Lending, Learning, Leading: How Community Lending Institutions Are Focusing on Results
Over the past few years, community development financial institutions, or CDFIs, have emerged as important partners in Casey’s strategies for strengthening communities. While they take many forms — banks, credit unions, loan funds and venture capital organizations — CDFIs share the mission of providing lending and financial services to people, businesses and communities that are traditionally underserved. The Foundation now has a social investments portfolio of $100 million, with the bulk of the investments through CDFIs around the country.
A new Foundation report, Lending, Learning, Leading: Developing Results-Based Leaders in Opportunity Finance, shows how CDFI leaders have been using an introduction to results-based leadership development (RBL) to more precisely measure their contributions in the communities they serve. Over the past several years, the Foundation created a CDFI Leadership Learning Network — two groups of community financial leaders who participated in an in-depth leadership development program.

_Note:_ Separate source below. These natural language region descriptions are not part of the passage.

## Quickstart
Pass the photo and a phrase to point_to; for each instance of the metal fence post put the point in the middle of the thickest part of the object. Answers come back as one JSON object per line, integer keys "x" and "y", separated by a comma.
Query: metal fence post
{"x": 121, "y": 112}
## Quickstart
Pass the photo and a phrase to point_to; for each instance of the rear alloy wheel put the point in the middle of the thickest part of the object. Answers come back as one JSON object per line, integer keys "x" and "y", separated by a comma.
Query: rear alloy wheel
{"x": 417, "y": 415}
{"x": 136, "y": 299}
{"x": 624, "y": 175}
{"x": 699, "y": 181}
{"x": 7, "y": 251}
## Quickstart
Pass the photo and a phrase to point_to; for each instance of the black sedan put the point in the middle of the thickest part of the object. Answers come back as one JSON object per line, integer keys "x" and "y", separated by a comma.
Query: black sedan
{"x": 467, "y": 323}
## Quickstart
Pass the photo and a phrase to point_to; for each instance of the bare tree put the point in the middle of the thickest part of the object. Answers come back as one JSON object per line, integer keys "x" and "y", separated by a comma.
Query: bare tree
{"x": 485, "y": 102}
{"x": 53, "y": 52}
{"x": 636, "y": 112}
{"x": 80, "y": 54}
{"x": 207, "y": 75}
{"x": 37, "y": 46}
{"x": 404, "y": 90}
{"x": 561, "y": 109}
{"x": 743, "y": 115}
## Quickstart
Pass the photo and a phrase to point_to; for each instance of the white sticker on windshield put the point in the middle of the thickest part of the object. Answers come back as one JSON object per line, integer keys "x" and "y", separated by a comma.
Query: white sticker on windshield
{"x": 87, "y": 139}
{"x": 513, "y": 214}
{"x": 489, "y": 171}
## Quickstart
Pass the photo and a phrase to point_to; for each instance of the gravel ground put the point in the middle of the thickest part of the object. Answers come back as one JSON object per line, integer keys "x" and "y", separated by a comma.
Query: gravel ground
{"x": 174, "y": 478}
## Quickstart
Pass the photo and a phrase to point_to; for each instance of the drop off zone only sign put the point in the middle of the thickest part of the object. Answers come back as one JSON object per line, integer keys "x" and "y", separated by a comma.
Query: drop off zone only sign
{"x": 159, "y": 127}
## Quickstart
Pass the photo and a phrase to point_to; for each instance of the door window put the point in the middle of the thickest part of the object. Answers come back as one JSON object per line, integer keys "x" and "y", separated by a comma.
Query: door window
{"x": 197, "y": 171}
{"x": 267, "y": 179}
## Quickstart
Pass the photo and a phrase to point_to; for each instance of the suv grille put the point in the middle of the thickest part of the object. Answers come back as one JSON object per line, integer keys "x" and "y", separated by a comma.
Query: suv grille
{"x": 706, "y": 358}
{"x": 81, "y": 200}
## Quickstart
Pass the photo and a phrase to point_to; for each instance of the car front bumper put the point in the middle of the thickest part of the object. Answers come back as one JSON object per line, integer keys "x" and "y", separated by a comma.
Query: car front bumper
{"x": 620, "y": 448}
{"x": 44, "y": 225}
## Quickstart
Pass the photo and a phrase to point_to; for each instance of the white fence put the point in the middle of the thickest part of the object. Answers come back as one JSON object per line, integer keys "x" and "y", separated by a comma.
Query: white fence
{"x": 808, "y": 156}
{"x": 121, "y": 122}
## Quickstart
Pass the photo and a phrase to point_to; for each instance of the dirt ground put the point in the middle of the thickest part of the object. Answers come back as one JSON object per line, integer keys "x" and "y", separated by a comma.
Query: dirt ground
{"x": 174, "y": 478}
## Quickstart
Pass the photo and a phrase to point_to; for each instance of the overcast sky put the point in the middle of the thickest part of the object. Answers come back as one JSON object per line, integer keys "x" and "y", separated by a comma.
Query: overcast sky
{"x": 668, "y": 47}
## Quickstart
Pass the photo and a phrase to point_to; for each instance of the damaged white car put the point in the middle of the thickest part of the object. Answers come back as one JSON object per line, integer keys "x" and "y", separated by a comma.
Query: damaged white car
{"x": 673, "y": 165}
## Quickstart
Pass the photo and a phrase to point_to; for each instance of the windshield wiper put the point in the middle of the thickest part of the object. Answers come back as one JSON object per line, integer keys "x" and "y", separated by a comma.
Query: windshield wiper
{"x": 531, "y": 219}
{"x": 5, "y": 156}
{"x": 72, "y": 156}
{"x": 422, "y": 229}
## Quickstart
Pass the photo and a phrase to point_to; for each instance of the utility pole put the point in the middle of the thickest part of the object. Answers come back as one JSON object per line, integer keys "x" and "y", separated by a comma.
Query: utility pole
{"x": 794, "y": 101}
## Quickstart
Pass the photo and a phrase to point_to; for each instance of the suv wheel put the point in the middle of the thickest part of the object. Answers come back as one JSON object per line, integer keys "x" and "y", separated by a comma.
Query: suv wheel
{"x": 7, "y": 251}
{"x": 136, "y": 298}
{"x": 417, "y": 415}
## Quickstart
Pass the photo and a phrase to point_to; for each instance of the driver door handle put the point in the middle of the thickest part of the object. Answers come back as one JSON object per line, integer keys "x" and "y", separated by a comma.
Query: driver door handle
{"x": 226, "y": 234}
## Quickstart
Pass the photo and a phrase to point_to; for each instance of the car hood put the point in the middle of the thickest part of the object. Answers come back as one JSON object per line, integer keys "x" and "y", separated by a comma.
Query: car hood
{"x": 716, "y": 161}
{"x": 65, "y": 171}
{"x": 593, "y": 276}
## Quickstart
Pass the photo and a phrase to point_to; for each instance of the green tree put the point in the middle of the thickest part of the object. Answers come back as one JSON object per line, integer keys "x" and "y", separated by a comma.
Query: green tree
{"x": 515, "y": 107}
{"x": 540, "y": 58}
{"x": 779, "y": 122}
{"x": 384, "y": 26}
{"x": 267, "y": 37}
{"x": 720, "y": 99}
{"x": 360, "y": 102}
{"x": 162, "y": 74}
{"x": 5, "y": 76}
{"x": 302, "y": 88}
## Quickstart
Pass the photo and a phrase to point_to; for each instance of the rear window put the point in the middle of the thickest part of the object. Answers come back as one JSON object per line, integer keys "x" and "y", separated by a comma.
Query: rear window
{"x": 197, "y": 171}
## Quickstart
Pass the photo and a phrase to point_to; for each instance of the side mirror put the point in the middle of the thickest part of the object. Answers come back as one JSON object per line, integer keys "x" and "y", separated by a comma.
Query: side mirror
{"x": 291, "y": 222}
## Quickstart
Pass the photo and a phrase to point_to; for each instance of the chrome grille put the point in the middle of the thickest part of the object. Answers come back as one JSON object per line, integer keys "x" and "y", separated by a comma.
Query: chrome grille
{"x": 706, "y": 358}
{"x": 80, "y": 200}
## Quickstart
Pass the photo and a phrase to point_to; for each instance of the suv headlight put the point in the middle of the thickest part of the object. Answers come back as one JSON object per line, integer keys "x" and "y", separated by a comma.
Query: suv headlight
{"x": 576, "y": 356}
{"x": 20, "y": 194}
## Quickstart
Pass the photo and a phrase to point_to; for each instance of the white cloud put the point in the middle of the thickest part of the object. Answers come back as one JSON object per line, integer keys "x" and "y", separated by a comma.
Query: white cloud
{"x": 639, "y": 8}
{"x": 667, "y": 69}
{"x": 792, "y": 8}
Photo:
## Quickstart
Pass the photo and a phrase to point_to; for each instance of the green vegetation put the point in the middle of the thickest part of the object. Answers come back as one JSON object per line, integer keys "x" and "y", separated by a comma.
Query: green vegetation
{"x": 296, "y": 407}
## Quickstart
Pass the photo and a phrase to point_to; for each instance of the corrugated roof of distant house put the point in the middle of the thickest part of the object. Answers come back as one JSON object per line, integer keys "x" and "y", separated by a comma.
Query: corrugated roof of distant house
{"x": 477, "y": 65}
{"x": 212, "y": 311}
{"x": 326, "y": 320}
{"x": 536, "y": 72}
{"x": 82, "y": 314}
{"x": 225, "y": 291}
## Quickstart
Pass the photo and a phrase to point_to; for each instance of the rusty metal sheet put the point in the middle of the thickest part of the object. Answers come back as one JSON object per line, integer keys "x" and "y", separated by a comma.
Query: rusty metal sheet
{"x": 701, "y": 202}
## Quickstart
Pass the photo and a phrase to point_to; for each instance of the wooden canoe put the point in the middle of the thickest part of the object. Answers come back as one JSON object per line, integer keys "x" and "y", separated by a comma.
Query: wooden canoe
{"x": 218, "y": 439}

Participants have since applied results-based leadership competencies and thinking to develop new tools for their work back home. For example, the Northern California Community Loan Fund in San Francisco developed a new rating system to more precisely measure how its loans contribute to increased opportunity for people of color and low-income communities, focusing on four data categories. The organization, which had three leaders in the Casey program, also used results-based approaches to collaboration and action planning to help launch new work to finance emerging food-related and agricultural businesses.
Now that the leadership development program has ended, the Foundation is hoping that organizations serving the CDFI field will embed the lessons in their own leadership programs and that leaders who participated will continue to develop better ways of measuring and improving the difference they make.
“RBL makes you think beyond what your balance sheet looks like so people see that there are other results that are equally or even more important,” said network participant Keith Bisson, senior vice president, program management and development at Coastal Enterprises, Inc., in Wiscasset, Maine. “The bottom line is that you may be a profitable organization, but are you really making a difference?”